早熟・晩熟な子の抑うつ傾向
思春期の早熟・晩熟な青年を対象にした研究では、男子は晩熟・女子は早熟な青年が抑うつ傾向が高いと考えられてることが多いです。
思春期は身体の変化が大きな時期ですが、そのペースは個人差が大きいです。
このため周囲と比較し早熟か晩熟かといった「発達タイミング」も、その子の心理面に影響を与えると考えられます。
解説
男子
欧米の研究では、男子は晩熟な青年は低い自己像を持ちやすいという傾向が考えられています。

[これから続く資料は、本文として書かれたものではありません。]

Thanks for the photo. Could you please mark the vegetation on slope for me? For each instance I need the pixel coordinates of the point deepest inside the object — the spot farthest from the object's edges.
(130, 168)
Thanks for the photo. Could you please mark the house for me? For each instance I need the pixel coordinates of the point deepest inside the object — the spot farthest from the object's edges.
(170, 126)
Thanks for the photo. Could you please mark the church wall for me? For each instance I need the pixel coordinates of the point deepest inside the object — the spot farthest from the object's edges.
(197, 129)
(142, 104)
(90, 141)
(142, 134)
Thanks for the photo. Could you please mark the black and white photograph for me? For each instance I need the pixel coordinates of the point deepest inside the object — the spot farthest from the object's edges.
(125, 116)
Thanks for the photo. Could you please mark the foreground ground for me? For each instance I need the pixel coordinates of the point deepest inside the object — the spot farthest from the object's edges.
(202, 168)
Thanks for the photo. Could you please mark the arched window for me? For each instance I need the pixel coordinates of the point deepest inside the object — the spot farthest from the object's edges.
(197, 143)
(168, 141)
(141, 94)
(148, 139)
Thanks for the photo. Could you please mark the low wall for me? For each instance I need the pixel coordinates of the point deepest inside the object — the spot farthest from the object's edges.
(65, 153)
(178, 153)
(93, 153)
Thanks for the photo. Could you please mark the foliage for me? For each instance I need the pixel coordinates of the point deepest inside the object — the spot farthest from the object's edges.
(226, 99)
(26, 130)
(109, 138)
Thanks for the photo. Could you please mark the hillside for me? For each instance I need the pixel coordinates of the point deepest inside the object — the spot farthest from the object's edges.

しかし研究によっては異なる結果も見られ、個人差は大きいと言えるでしょう。
低い自己評価は抑うつ傾向などに関わってくると考えられます。
第二次性徴はどちらかと言えば女子の方が先に始まります。
このため、晩熟な男子は「男女含めた同級生の中で身体発達が遅かった子」ということになります。
このような状況も晩熟な男子の心理面に少なからず影響を与えているのではという考えもあります。
女子
女子の場合、早熟群の抑うつ傾向の高さは有意差が見られます。
「いろいろなことに不満がある」「何をするのも面倒だ」「ふだんはなんでもないことがわずらわしい」「怒りっぽくなった」などの項目に、早熟群は中間群・晩熟群よりも該当する傾向があるようです。
また「なかなか寝付けない」「夜眠れない」といった生活リズムについても早熟群のほうが得点が高い傾向にありました。